Another industry that has seen considerable upheaval is technology. A decade ago, it was dominated by large, publicly traded companies that depended heavily on military contracts. Today, there are two fewer technology companies among L.A.’s 100 largest public companies compared with a decade ago.
That’s not to say technology is a less-significant contributor to the local economy. But today’s local tech companies are typically much smaller and focused on commercial applications especially the Internet and entertainment-related uses.
El Segundo-based Computer Sciences Corp., which builds computer systems for large corporations, has moved up considerably on this year’s list. It now ranks as the seventh-largest public company in Los Angeles, with $6.6 billion in 1997 revenues. Back in 1988, the firm was ranked 33rd with 1987 revenues of $1.13 billion.

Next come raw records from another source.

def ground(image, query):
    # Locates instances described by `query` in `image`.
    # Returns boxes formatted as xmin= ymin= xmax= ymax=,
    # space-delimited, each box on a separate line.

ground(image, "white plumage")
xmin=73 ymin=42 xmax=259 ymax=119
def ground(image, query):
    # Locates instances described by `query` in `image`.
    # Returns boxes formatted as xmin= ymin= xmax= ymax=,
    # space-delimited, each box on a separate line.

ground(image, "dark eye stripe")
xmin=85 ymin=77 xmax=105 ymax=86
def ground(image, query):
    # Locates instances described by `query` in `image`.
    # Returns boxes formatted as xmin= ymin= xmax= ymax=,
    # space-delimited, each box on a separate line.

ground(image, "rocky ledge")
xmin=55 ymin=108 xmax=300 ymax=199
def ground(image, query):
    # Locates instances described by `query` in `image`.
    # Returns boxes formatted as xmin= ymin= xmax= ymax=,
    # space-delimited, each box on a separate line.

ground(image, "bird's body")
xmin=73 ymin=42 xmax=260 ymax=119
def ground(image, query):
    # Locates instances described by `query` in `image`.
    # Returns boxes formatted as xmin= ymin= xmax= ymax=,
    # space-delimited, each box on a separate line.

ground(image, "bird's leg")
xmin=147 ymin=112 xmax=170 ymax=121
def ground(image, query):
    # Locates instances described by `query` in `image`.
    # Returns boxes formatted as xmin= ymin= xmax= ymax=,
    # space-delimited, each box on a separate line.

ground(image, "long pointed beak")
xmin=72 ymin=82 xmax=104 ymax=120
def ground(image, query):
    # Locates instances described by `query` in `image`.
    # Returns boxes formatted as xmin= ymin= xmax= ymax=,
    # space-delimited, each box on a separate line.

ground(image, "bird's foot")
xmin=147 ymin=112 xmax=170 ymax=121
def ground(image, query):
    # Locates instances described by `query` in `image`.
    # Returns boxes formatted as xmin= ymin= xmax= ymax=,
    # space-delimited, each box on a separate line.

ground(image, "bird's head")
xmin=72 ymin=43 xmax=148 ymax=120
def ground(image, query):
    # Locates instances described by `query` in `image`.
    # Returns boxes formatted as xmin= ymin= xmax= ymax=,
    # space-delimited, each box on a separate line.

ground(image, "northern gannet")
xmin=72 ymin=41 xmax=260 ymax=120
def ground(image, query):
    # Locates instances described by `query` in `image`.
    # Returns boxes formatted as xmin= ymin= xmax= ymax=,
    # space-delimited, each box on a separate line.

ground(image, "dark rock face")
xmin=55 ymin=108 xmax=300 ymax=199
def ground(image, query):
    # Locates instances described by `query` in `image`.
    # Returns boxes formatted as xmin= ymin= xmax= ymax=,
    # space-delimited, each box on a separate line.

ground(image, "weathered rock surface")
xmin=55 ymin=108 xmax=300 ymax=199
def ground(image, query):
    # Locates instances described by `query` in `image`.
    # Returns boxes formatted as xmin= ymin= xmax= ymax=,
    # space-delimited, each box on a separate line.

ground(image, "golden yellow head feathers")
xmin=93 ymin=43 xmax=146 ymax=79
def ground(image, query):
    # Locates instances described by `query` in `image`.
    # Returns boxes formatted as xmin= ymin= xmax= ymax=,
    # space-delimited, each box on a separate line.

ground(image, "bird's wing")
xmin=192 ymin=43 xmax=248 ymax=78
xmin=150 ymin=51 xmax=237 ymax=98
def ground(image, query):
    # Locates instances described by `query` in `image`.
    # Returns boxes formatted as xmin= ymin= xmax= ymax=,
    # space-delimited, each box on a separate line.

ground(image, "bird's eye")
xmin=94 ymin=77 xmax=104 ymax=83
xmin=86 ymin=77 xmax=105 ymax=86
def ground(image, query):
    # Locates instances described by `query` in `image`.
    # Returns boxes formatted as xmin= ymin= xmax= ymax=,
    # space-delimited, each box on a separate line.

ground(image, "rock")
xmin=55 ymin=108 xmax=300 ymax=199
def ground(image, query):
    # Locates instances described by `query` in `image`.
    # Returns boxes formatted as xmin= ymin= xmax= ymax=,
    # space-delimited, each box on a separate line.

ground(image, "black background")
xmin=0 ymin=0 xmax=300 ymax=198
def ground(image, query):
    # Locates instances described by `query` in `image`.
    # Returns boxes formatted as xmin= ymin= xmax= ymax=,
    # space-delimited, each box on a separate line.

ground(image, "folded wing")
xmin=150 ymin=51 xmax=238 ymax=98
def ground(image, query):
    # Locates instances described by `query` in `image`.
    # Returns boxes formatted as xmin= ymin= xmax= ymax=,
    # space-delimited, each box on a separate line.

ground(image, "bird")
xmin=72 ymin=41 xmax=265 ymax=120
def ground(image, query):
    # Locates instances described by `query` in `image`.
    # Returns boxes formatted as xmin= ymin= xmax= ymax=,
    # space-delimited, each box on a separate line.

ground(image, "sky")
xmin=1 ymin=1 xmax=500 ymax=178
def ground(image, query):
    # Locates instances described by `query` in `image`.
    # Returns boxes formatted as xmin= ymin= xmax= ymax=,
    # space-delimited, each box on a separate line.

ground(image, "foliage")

Ironically, the mergers-and-acquisitions craze that has stripped L.A. of many of its large public companies helped fuel Computer Sciences’ growth. The company has made a particular specialty of finding ways to integrate the computer systems of newlywed corporations.
While the overall prominence of tech-related companies on the list has declined in the past decade, the prominence of health care companies has increased.
Health maintenance organizations Foundation Health Systems and Wellpoint Health Networks Inc. garnered two of the top 10 spots this year, testimony to the growing role of HMOs.
“They have been pushed along by the push to cut down health care costs,” said Kyser. “This (managed care) was an industry that hardly existed 10 years ago.”
HMOs’ dramatic growth may slow in the years to come, however, Schlossberg said.
“Their ability to penetrate new markets is becoming increasingly limited, so growth will become more challenging,” he said.
Another striking change over the last 10 years has been the virtual disappearance of large, locally based banks and thrifts.
Back in 1988, Security Pacific Corp. was No. 5 on the list, with revenues of $7.8 billion. First Interstate Bancorp was ninth, with revenues of just over $5 billion. Both those institutions have since been bought out.
The biggest financial institutions on this year’s list are H.F. Ahmanson & Co., parent of Home Savings of America, at No. 15 with 1997 revenues of $3.73 billion, and Golden State Bancorp Inc., parent of Glendale Federal Bank, at No. 28 with revenues of $1.16 billion.
But even those institutions will probably be gone next year because both are in the process of being acquired by larger, out-of-town competitors.
That being the case, the honor of being the biggest publicly held L.A. financial institution will fall to City National Corp., at No. 56 on this year’s list. The Beverly Hills-based business bank had 1997 revenues of $411 million, only 5 percent as much as Security Pacific had back in 1987.
Despite a decade of volatility, some of L.A.’s big energy and utility companies have managed to maintain their perches.
Oil firms Atlantic Richfield Co., Occidental Petroleum Corp. and Unocal Corp., along with utility Edison International, each were in the top 10 a decade ago, and remain there today.
Their growth, however, has in most cases been less than impressive.
While Atlantic Richfield is ranked second on this year’s list, its $19.27 billion in 1997 revenues is up only 9.4 percent from the $17.61 billion it posted in 1987.
Unocal has actually shrunk in size, from $9.39 billion in revenues a decade ago to $6.06 billion last year.